Poetas

Poesía de Argentina

Poemas de José Portogalo

José Portogalo, nacido como Giuseppe Anania en Savelli, Calabria, Italia, en 1904, y fallecido en Buenos Aires, Argentina, en 1973, es un nombre que resuena en los anales de la literatura argentina del siglo XX. Este destacado escritor y poeta, de origen italiano, dejó una huella imborrable en el panorama literario de su país adoptivo.

La historia de José Portogalo se entrelaza con la de Argentina desde una edad temprana, ya que llegó a estas tierras en 1909. Aquí, no solo encontraría un nuevo hogar, sino que también adoptaría el apellido «Portogalo» en honor a su padrastro, quien desempeñó un papel fundamental en su vida y a quien consideraba su auténtico padre y protector.

La versatilidad literaria de Portogalo se revela en su doble faceta como poeta y periodista. Durante su carrera, contribuyó de manera significativa al mundo del periodismo, colaborando en diarios de renombre como Clarín y Noticias Gráficas. Su pluma, afilada y reflexiva, trascendió la página impresa y se convirtió en un reflejo de su compromiso con la escritura y la expresión artística.

A lo largo de su vida, José Portogalo dio vida a una serie de obras poéticas que resonaron en la escena literaria argentina. Algunas de sus obras notables incluyen «Tregua» (1933), «Tumulto» (1935), «Centinela de sangre» (1937), «Canción para el día sin miedo» (1939), y muchas más. Su poesía abordó una amplia gama de temas, desde la introspección hasta la observación de la sociedad y la vida cotidiana.
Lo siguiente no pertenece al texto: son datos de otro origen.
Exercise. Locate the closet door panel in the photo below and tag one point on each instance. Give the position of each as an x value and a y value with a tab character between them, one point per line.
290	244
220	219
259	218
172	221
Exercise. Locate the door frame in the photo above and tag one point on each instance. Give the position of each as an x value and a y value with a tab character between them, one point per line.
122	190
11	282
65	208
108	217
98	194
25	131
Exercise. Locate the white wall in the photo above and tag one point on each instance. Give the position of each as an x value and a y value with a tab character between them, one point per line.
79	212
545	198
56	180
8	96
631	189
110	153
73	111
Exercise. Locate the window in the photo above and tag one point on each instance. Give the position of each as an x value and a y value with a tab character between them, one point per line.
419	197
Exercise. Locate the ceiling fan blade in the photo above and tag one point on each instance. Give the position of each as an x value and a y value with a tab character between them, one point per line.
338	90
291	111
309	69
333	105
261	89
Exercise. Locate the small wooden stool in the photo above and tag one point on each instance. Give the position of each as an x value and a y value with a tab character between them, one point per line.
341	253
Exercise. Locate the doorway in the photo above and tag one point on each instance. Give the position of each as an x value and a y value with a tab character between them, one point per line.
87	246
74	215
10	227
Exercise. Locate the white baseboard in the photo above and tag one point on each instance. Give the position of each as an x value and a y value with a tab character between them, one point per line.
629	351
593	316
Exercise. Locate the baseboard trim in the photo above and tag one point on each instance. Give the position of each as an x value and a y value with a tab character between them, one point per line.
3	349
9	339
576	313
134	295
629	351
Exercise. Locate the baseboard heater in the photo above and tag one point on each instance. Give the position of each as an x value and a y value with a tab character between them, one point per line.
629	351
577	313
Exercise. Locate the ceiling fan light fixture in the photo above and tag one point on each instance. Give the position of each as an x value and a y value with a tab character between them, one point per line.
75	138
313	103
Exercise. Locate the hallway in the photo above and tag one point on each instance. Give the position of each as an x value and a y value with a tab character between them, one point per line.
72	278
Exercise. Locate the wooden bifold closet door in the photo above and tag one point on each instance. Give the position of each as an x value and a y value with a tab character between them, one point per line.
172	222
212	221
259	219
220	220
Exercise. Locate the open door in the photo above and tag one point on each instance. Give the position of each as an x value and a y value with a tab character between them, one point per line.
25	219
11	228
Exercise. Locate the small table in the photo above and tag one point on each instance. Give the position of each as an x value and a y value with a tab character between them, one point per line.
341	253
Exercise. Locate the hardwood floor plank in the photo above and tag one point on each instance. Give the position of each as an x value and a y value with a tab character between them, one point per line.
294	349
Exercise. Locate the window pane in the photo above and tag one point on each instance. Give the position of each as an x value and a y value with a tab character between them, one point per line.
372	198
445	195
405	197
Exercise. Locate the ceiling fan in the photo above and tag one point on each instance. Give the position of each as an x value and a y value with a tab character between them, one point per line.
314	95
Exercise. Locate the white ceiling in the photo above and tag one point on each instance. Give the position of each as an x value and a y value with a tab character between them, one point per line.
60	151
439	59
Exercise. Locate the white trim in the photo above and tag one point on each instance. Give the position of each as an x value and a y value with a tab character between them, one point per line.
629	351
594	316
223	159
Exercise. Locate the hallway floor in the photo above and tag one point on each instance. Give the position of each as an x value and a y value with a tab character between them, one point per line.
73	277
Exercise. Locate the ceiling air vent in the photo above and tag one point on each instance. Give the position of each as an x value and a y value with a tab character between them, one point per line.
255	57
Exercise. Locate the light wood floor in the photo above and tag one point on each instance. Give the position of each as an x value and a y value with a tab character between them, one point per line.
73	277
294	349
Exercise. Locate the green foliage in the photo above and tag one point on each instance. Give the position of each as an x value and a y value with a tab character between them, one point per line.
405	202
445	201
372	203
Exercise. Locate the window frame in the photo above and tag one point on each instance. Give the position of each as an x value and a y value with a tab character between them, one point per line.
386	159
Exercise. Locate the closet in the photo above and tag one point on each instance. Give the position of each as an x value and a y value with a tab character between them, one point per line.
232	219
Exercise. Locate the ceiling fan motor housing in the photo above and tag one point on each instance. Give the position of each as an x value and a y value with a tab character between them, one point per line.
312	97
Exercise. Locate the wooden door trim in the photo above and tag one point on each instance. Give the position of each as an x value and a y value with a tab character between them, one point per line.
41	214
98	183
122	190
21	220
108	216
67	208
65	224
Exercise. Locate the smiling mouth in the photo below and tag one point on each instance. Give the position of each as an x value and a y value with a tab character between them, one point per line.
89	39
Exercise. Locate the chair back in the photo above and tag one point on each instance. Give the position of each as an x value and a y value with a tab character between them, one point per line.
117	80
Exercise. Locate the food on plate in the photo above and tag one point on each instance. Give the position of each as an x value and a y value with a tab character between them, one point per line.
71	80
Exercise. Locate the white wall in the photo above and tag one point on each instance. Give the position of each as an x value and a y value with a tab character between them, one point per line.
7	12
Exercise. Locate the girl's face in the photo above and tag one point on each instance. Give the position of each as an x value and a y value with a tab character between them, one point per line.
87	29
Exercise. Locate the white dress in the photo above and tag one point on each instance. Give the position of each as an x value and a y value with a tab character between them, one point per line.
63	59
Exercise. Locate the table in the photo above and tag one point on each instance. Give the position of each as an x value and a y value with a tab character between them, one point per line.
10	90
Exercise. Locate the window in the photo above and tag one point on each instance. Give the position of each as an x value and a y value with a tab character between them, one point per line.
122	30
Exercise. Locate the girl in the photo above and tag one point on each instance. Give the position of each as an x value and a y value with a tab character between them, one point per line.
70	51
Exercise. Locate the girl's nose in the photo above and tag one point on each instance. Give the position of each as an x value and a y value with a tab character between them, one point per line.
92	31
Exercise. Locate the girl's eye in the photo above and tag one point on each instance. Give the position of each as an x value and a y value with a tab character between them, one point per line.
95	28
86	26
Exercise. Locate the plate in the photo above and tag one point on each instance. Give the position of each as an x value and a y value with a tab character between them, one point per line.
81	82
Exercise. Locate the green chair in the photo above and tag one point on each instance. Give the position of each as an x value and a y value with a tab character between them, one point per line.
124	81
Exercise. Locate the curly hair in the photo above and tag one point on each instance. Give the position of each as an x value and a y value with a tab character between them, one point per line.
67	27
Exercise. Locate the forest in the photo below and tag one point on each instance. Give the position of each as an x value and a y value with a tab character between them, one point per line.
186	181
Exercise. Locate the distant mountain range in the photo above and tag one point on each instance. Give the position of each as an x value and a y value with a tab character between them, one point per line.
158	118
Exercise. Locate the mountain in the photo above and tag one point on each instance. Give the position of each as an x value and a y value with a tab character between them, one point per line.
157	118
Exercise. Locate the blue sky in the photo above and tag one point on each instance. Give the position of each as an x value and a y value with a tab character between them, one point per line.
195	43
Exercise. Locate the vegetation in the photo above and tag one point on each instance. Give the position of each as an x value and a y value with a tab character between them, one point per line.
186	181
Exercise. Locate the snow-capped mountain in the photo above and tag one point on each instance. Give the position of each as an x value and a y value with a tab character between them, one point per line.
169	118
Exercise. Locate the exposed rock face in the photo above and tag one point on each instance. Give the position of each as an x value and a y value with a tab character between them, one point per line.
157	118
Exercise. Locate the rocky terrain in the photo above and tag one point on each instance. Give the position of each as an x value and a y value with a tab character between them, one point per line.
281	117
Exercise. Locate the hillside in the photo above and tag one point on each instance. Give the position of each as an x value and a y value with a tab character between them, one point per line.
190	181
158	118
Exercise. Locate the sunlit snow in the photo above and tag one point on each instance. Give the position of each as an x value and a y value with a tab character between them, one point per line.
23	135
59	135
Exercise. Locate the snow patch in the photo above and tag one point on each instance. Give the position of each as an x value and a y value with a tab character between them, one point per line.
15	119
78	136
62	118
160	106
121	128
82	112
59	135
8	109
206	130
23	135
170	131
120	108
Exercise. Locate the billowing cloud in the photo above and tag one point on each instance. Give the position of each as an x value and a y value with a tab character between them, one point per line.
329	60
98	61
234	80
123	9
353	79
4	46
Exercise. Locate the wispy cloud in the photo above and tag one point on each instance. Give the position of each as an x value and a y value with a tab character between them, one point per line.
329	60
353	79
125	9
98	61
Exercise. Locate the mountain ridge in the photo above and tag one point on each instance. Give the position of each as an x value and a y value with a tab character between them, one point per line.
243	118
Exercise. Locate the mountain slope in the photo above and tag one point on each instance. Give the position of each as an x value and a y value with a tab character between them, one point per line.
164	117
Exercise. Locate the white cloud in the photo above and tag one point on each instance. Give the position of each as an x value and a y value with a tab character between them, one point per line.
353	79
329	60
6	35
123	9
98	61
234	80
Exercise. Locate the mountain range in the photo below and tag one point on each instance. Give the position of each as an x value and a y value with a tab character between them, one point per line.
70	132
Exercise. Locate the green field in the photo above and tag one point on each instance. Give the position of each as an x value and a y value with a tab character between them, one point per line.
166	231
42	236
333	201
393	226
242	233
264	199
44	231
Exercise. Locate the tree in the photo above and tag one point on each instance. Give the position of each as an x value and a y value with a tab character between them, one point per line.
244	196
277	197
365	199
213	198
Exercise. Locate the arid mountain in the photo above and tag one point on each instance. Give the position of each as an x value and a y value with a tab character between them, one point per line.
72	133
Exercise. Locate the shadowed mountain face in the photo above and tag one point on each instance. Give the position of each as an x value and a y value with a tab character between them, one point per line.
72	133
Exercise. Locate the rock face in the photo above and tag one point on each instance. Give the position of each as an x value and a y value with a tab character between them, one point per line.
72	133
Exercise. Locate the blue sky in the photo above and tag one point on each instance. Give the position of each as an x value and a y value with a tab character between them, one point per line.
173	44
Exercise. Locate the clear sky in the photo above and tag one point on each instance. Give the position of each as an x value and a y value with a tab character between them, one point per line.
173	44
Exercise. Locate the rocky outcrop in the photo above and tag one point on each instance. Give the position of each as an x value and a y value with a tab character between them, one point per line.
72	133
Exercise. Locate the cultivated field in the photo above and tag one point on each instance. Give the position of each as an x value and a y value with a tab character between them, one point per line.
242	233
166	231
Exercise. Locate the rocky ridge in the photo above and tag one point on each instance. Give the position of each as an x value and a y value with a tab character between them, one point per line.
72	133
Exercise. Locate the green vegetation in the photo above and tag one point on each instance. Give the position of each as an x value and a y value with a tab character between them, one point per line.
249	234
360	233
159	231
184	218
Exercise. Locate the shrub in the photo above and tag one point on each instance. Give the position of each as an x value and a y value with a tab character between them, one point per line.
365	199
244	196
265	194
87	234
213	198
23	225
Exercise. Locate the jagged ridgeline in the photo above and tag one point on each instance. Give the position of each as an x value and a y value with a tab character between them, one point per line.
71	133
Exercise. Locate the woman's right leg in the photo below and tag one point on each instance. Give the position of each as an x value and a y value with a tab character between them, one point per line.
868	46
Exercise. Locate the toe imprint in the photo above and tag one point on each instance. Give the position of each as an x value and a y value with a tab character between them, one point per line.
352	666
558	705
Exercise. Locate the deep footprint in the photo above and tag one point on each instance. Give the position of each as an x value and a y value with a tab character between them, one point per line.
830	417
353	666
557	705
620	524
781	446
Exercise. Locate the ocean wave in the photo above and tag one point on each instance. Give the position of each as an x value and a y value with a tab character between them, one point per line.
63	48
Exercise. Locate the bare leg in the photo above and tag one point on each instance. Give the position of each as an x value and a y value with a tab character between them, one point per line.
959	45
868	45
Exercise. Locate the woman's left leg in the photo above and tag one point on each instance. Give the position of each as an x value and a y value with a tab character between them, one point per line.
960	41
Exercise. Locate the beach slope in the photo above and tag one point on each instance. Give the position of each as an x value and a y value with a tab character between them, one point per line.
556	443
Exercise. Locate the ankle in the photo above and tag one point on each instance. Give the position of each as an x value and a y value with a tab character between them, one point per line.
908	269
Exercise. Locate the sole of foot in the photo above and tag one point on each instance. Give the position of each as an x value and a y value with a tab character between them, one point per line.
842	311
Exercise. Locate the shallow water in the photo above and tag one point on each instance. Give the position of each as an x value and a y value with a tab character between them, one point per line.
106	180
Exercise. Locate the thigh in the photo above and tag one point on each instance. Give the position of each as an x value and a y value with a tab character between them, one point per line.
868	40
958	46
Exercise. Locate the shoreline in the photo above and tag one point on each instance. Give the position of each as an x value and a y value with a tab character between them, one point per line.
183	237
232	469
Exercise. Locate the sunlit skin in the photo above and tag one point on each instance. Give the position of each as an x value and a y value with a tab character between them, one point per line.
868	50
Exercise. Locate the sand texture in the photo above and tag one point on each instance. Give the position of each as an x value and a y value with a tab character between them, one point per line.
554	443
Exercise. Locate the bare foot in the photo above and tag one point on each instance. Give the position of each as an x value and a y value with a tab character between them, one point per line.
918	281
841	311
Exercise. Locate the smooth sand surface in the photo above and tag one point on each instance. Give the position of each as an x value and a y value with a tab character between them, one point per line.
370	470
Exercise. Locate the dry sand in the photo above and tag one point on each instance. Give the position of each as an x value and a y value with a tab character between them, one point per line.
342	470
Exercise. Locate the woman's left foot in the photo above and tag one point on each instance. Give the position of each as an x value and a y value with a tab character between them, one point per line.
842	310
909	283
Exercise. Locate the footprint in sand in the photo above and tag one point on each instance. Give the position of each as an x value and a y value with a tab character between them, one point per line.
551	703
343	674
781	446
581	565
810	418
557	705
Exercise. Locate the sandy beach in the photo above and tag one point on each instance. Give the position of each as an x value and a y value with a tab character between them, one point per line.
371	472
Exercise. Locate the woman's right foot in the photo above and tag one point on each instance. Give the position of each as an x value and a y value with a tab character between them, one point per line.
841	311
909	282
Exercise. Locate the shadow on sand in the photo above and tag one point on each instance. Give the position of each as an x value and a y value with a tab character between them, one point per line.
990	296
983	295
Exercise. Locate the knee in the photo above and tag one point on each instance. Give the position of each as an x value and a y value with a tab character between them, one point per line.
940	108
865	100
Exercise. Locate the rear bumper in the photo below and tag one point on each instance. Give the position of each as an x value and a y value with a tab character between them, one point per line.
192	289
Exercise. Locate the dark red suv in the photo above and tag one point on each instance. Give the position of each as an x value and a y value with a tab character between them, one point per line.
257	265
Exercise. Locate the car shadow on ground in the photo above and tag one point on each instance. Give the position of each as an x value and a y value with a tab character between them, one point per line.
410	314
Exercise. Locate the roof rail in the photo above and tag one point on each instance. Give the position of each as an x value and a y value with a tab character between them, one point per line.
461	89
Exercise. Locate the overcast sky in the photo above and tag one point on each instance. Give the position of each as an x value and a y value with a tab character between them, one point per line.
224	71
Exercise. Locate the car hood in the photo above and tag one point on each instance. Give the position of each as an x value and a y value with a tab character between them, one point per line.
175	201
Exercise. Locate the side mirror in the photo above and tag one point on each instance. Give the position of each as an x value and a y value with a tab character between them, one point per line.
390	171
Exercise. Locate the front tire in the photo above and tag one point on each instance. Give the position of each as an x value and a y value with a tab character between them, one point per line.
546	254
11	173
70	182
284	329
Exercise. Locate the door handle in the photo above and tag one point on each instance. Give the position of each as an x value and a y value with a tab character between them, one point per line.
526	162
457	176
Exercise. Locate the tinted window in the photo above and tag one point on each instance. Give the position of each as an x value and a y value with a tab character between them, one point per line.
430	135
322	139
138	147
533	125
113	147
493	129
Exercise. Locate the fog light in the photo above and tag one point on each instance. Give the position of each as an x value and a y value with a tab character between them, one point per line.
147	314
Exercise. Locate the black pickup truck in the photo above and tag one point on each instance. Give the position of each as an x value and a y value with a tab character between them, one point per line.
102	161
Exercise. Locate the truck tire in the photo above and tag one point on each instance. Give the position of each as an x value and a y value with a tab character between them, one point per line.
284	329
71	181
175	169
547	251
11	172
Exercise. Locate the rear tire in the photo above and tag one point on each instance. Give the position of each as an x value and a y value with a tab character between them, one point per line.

Portogalo fue galardonado con el Premio Municipal en 1935 por su obra «Tumulto«, un reconocimiento que destacó su contribución a la rica tradición literaria argentina.

En resumen, la vida y obra de José Portogalo son un testimonio del poder de la palabra escrita para capturar la esencia de una época y el espíritu de un lugar. Su legado literario, anclado en la poesía y en el periodismo, sigue inspirando a generaciones de escritores y lectores, y su nombre perdura como una de las voces notables de la literatura argentina del siglo XX.

Elogio del esfuerzo

Ah, gota de sudor, perla, diamante o flor;
corazón del esfuerzo fecundo de los hombres;
semilla que florece sobre las frentes rudas
tal un trazo de estrella transparente en la noche.
Sobre las dos orillas de las cejas se engarza
como una aurora en medio de un bullicio de pájaros;
es ella la simbólica lonja de tierra fértil
donde germina el fruto de la espiga y del árbol.
Ah, gota de sudor:
eres llena de gracia por tu forma de lágrima
y de corazón.
Cuando trizas arrugas con tus otras hermanas
toda la vida es una palpitación de estrellas
hecha lumbre en las frentes que abren surcos al alba.
Frentes que son como ostras con tesoros de perlas.

TUMULTO

Me trepan los insultos -mareas numerosas-
como trepan los hijos al cariño de un hombre.
Tengo las ansias llenas de ganarme en un grito.
Grito: ¡La vida es nuestra! y abro los horizontes.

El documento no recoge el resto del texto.